Socar (KRX: 403550) announced that it will present two papers on deep learning research at the Practical Machine Learning for Developing Countries (PML4DC) workshop organized by the International Conference on Learning Representations (ICLR).
The papers focus on efficient data training in resource-poor environments and demonstrate Socar's commitment to advancing AI applications in developing countries.
The first paper, "Uncovering Effectiveness of Calibration on Open Intent Classification," proposes a method to add calibration to the loss when a deep learning model learns data with cross-entropy loss.

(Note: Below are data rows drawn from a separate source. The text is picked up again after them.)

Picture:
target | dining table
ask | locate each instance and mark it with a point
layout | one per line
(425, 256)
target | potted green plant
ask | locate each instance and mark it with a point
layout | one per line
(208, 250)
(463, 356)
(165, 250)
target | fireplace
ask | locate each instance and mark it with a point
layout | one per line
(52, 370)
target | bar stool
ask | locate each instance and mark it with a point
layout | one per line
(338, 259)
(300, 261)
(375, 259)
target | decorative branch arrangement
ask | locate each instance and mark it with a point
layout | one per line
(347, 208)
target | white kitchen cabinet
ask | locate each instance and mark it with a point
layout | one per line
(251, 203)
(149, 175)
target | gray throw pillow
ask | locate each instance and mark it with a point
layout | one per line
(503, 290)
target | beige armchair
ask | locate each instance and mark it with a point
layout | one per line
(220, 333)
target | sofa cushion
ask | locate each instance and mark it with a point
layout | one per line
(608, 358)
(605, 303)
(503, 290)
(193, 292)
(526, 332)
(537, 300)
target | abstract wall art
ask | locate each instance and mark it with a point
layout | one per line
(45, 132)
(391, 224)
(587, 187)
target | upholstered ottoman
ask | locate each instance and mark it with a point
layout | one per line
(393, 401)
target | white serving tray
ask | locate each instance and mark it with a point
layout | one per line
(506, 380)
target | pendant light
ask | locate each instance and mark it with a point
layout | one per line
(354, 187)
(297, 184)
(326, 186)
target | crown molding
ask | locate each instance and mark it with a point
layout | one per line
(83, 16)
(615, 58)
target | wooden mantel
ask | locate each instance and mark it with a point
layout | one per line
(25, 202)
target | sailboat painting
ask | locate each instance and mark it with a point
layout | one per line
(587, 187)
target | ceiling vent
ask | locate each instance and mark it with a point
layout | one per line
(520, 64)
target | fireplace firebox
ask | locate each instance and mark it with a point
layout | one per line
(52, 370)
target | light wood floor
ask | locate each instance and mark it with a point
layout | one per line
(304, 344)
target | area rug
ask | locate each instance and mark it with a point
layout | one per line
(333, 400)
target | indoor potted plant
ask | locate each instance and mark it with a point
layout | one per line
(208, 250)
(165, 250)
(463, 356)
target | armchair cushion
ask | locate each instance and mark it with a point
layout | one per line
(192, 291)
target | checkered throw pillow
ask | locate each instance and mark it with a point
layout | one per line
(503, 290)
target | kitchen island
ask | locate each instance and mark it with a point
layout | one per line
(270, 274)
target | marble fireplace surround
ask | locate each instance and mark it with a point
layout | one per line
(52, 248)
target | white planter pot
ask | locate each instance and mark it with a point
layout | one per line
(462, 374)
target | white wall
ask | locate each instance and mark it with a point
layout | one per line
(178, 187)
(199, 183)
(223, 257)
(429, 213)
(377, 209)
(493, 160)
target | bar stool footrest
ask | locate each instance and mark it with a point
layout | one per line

This approach demonstrates how a deep learning model can effectively classify category sentences not included in the existing training data as separate out-of-distribution (OOD) labels in small dataset environments.
The second paper, "Simultaneous Utilization of Part-of-Speech Replacement and Feature Space Interpolation for Text Data Augmentation (PMixUp)," introduces a data augmentation technique that applies synonym replacement and feature space interpolation in situations where practical model training is difficult due to insufficient data.
This method can solve sentence classification problems with remarkable performance even when data is scarce.
Socar's research aims to improve the efficiency of platform operation and develop AI models that can best understand Socar's domain based on natural language data obtained through platform operation.
The company plans to launch an AI customer center solution based on this AI model as early as this year, using a self-developed Large Language Model (LLM) to build conversational AI.
This technology will enable quick and accurate responses to customer inquiries while operating the vehicle.
In addition, Socar's proprietary Speech-to-Text (STT) technology is expected to improve service quality by transcribing calls between customers and agents and analyzing customer queries.
Socar has already integrated AI into its operations by combining data from platforms such as apps and vehicles.
For example, in vehicle accidents, Socar uses photos, DR-GPS sensors, and video data to process vehicle damage or accident information using AI models automatically.
The company is also automating various processes in carwashing, such as dirtiness detection, wash quality verification, and carwash certification.
The presentation of this research at ICLR 2023 highlights Socar's continued commitment to leveraging data and technology to solve and streamline various problems within its platform while sharing its deep learning expertise with the global community.